Jefe, agárrate un café y siéntate, que tengo una noticia que te hace darte cuenta de lo vivos que son algunos por aquí! Cătălin Cherecheș, el exalcalde de Baia Mare, ese que huyó a Alemania con el carné de su primo, acaba de recibir una decisión favorable del Juzgado de Baia Mare: ¡libertad condicional! El martes 16 de junio, los jueces le aceptaron la solicitud, pero los fiscales de la DNA apelaron de inmediato. Ahora, el Tribunal de Maramureș decidirá si sale o no. Oye, yo no me fiaría del aguardiente de alegría todavía - que la DNA, digan lo que digan, es como la suegra: no olvida y no perdona.

Espera que te explique cómo está el asunto. Cherecheș fue condenado a 5 años por cohecho, y la pena terminaba el 18 de marzo de 2028. Si sale ahora, hasta 2028 está en 'período de supervisión' - o sea, debe cumplir ciertas obligaciones, probablemente no volver a huir a Alemania y presentarse a la policía. Pero la DNA apeló la decisión, y ahora el Tribunal de Maramureș tiene la última palabra. Sin broma, es como en el fútbol: metes gol, pero el VAR revisa tres veces. Y aquí, el 'VAR' es la DNA.

Cătălin ya estuvo tras las rejas desde marzo de 2024, cuando lo trajeron de Augsburgo. En noviembre de 2023, horas antes de la condena, huyó con el carné de un primo - ¡parece escena de 'Filantropica'! Lo atraparon en Augsburgo, lo encerraron en Múnich, y lo extraditaron en marzo de 2024. Ahora, después de solo un año y pico, espera salir. Oye, yo con mi BMW del 2008 nunca tuve esa suerte en el juzgado - si yo hubiera hecho lo que él hizo, estaría ahora en Jilava por Navidad. Está claro que, aquí, la 'viveza' a veces paga.

No olvidemos por qué fue condenado: recibió 70.000 lei de soborno para meter a un hombre en el Club Deportivo FC Baia Mare, luego pidió otros 400.000 lei - ¡la mitad de un patrocinio! Fue atrapado in fraganti el 26 de abril de 2016, recibiendo 30.000 lei. ¿Y su familia? Los suegros y la esposa fueron condenados con suspensión por intentar sobornar a una jueza. Parece Caragiale: '¡Dios, dale inteligencia al rumano!' - pero mejor da mordida.

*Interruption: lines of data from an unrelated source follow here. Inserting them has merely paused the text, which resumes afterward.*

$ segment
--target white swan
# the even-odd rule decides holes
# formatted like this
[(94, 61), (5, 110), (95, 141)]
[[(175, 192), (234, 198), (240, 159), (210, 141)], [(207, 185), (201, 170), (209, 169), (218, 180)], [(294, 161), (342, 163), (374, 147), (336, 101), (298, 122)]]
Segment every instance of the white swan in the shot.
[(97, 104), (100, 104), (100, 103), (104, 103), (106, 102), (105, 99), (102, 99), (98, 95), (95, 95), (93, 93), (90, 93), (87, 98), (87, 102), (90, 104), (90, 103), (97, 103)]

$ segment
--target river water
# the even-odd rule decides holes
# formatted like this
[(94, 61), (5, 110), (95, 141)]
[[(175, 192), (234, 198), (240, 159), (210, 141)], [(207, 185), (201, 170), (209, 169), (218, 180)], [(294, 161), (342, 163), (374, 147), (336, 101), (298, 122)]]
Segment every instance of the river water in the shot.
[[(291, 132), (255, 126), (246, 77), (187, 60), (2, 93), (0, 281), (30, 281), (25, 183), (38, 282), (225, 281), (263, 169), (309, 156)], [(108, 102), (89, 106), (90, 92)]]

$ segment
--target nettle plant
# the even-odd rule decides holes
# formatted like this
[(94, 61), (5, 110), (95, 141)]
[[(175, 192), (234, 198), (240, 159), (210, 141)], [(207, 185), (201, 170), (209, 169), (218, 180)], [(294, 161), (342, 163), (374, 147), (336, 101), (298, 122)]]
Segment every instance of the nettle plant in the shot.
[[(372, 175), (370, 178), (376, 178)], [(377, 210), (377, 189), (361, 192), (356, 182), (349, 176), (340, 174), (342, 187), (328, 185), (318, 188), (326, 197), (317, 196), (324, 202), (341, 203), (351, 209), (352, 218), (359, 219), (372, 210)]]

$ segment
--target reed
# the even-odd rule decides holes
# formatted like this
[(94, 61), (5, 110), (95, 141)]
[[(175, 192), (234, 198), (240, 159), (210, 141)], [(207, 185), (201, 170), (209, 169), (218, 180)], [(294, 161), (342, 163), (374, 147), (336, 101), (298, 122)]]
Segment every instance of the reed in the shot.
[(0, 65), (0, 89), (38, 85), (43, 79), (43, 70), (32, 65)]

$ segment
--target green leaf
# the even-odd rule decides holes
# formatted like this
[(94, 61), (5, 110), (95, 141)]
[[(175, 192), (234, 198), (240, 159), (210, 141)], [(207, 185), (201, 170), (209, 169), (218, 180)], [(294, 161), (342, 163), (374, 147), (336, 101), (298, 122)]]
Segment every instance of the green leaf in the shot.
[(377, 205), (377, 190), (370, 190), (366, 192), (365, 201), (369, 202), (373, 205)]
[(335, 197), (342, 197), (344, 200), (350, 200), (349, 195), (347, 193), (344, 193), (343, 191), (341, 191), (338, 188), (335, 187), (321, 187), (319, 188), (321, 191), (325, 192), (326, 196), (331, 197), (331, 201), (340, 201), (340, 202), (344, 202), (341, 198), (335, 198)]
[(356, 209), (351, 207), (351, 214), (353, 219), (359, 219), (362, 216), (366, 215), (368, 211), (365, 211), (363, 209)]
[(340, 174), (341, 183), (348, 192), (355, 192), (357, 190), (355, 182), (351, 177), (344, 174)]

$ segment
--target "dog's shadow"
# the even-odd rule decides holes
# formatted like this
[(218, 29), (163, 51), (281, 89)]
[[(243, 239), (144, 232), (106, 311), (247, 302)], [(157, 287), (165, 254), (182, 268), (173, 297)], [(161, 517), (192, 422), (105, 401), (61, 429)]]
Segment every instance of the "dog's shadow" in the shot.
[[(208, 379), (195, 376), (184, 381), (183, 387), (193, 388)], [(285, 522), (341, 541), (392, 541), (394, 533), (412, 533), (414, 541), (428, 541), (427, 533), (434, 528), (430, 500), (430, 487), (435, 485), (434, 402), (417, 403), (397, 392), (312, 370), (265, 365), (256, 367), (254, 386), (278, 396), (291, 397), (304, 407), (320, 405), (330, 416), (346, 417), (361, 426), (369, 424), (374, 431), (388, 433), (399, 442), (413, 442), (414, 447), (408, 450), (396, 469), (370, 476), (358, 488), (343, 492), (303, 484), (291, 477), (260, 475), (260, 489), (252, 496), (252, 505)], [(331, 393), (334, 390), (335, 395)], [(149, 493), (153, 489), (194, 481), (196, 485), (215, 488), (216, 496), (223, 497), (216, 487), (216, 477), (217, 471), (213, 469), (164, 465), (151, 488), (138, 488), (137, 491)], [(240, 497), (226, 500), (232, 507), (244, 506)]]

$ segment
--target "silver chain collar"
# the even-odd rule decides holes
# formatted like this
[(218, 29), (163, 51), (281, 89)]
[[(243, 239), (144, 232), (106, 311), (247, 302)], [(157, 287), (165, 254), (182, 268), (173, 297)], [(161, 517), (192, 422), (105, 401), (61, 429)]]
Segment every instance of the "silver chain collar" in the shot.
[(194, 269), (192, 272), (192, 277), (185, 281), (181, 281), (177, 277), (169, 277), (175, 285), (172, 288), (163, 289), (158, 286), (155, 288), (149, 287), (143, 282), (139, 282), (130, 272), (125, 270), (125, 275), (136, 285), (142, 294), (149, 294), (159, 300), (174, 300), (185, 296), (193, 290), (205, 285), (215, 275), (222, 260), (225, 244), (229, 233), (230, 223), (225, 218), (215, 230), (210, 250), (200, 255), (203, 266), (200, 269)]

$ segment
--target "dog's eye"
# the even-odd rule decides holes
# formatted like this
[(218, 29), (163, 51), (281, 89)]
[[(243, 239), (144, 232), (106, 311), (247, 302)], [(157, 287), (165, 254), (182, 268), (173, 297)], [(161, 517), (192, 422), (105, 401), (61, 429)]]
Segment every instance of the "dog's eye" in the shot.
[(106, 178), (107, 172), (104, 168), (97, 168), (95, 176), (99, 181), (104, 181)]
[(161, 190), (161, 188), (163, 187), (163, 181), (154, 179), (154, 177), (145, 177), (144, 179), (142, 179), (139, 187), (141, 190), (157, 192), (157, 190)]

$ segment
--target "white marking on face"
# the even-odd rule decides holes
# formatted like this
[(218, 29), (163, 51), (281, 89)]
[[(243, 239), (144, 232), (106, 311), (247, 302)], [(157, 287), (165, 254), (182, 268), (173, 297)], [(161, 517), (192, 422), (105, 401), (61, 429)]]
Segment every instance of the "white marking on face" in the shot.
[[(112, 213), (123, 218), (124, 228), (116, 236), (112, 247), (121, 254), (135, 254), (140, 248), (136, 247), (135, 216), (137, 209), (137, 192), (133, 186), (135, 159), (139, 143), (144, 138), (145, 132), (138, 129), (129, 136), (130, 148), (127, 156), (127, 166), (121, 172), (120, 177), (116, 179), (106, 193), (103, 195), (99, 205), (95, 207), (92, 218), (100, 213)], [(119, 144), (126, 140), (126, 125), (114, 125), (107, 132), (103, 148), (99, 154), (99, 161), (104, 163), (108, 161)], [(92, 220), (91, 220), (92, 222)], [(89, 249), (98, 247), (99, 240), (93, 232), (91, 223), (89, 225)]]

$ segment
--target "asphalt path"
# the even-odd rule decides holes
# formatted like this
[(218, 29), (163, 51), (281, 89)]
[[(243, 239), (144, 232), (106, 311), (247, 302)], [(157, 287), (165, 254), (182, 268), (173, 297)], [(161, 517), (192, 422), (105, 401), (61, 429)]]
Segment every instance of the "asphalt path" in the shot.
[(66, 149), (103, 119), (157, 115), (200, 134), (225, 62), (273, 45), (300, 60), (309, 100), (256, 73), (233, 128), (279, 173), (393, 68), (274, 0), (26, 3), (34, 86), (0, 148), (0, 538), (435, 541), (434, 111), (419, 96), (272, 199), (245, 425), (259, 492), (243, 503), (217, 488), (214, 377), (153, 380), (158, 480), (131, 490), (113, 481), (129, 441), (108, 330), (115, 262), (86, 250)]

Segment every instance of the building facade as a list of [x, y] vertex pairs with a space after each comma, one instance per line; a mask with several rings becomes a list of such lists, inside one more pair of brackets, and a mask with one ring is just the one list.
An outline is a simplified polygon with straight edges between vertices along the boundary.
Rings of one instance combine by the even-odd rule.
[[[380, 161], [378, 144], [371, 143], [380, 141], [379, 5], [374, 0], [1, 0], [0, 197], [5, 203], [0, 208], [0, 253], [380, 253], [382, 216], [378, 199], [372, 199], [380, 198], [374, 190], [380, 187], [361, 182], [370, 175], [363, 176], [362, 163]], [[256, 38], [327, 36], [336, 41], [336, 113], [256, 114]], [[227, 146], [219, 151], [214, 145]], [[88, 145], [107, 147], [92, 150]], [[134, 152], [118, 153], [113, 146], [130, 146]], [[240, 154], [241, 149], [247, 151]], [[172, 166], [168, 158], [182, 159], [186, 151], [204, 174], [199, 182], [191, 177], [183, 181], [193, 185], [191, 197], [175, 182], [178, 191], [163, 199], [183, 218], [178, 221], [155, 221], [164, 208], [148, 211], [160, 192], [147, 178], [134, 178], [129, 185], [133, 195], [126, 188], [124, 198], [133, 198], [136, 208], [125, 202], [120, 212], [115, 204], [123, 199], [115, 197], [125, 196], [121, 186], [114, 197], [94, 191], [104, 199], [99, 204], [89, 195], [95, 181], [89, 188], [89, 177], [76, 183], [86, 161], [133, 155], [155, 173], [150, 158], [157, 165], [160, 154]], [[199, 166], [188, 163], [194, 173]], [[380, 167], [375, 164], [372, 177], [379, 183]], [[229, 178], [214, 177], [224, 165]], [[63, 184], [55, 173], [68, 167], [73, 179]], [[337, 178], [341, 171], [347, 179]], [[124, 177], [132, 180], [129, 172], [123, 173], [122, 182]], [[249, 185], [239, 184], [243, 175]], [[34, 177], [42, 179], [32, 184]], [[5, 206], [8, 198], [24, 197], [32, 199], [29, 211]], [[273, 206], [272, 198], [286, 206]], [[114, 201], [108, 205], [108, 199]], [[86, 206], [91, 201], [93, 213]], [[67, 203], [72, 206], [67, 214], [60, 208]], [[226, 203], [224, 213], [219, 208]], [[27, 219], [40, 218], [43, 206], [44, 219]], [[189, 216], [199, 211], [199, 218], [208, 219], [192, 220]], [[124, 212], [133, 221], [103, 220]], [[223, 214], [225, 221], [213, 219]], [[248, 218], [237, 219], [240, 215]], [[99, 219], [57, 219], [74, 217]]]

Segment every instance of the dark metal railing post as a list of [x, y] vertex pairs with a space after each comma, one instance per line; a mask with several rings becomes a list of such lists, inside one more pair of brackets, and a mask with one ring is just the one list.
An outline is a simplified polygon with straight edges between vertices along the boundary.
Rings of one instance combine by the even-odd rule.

Ahora, el veredicto final está en el Tribunal de Maramureș. Si sale, lo veremos de nuevo por Băile Felix o en las terrazas de Baia Mare, bebiendo aguardiente. Si no, se queda hasta 2028. Yo, la verdad, no apuesto por él - que la DNA, como decía, es como un perro guardián: ladra, pero también muerde. Hasta entonces, voy a explicarle a Mioara cómo un alcalde puede huir a Alemania y aún así salir libre - dirá 'déjalo, que tú nunca fuiste alcalde'. Así es, pero al menos yo no robé 70.000 lei. Esto es Rumanía, hermano: unos roban, otros pagan.